But realistically, there is speculation and nothing more. There has been no hint by any governments or chancellors that this will happen. Commentators can speculate about anything, doesn't make it true.0 -
It seems at every budget there are predictions that this arrangement might change.
Yes, pretty much the same rumour has been rolled out by the media for the last 25 years. Yet it is still here. Indeed, the last major pension changes saw the amount of tax free cash available increased overall (protected rights for example and most retirement annuity contracts). Since then we have had flexible drawdown brought in which allows greater access to. So, there doesnt seem to be any trend to tightening it up. Just the opposite.
Last year, one paper got every single thing wrong in their list of "10 things you will see in the budget".I am an Independent Financial Adviser (IFA). The comments I make are just my opinion and are for discussion purposes only. They are not financial advice and you should not treat them as such.
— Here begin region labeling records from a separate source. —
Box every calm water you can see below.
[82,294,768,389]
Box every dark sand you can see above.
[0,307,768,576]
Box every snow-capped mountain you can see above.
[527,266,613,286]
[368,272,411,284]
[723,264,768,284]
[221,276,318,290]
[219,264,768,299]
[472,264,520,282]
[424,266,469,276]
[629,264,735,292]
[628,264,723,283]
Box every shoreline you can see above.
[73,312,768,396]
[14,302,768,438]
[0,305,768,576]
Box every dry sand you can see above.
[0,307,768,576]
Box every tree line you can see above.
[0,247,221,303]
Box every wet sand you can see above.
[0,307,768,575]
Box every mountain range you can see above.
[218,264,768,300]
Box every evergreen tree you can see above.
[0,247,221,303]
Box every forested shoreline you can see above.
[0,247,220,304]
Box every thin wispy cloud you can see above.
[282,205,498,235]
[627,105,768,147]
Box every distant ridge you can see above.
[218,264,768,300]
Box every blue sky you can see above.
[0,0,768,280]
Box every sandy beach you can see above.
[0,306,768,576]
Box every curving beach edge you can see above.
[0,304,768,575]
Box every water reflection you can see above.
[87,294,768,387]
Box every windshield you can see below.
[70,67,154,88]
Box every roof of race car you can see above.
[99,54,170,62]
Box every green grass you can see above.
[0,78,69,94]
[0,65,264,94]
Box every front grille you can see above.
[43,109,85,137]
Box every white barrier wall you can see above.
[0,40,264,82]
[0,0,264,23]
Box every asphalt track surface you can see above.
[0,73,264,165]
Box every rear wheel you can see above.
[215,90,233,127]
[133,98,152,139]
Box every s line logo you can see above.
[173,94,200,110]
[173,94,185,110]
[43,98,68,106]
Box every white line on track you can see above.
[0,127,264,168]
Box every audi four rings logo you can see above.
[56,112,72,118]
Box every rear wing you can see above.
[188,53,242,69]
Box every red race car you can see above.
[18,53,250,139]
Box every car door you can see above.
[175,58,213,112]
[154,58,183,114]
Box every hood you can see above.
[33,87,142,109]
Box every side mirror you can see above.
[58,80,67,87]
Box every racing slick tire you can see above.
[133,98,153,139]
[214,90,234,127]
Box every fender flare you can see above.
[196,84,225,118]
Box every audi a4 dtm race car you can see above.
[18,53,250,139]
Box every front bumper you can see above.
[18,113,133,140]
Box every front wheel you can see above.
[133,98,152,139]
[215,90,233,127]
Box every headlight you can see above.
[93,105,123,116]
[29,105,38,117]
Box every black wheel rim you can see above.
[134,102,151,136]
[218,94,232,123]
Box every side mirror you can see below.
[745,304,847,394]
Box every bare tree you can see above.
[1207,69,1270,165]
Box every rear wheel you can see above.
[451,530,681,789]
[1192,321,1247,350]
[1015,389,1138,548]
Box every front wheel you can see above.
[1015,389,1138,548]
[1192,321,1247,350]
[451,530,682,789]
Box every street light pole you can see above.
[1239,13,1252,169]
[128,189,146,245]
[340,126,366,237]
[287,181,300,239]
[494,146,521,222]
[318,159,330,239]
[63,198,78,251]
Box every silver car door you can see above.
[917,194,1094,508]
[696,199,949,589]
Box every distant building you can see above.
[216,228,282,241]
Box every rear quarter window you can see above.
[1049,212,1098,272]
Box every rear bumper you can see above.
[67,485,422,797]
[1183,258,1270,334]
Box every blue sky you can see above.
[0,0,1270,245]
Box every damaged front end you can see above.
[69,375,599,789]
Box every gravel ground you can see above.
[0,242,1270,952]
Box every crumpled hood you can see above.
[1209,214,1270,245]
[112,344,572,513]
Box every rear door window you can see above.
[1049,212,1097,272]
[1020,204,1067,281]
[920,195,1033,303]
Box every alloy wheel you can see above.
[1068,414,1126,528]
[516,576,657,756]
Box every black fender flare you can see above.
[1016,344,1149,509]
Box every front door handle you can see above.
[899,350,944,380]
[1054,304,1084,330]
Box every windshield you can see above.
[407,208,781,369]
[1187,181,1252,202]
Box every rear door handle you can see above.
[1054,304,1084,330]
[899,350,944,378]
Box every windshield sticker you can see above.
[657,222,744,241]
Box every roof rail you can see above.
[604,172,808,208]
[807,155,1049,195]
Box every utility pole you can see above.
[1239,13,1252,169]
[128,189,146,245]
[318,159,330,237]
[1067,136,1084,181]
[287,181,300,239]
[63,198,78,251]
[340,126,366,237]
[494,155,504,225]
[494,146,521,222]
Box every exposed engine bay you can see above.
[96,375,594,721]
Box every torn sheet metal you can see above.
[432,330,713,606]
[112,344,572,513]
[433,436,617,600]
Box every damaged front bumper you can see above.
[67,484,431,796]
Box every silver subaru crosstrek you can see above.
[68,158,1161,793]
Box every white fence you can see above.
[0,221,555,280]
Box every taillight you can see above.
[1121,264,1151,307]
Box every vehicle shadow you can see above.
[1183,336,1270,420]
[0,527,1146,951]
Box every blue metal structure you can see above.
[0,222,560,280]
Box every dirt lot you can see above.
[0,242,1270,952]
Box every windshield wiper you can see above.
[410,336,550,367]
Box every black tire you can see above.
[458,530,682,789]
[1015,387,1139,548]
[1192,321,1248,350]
If you feel an area discussed may be relevant to you, then please seek advice from an Independent Financial Adviser local to you.0 -
If things were to change RE: PCLS (and i don't think they will, but...) I would imagine the amount you could take would increase.
It seems pumping cash into the economy is priority over leaving pensioners with enough cash throughout retirement (as also evidenced by the recently announced increased to annual income levels).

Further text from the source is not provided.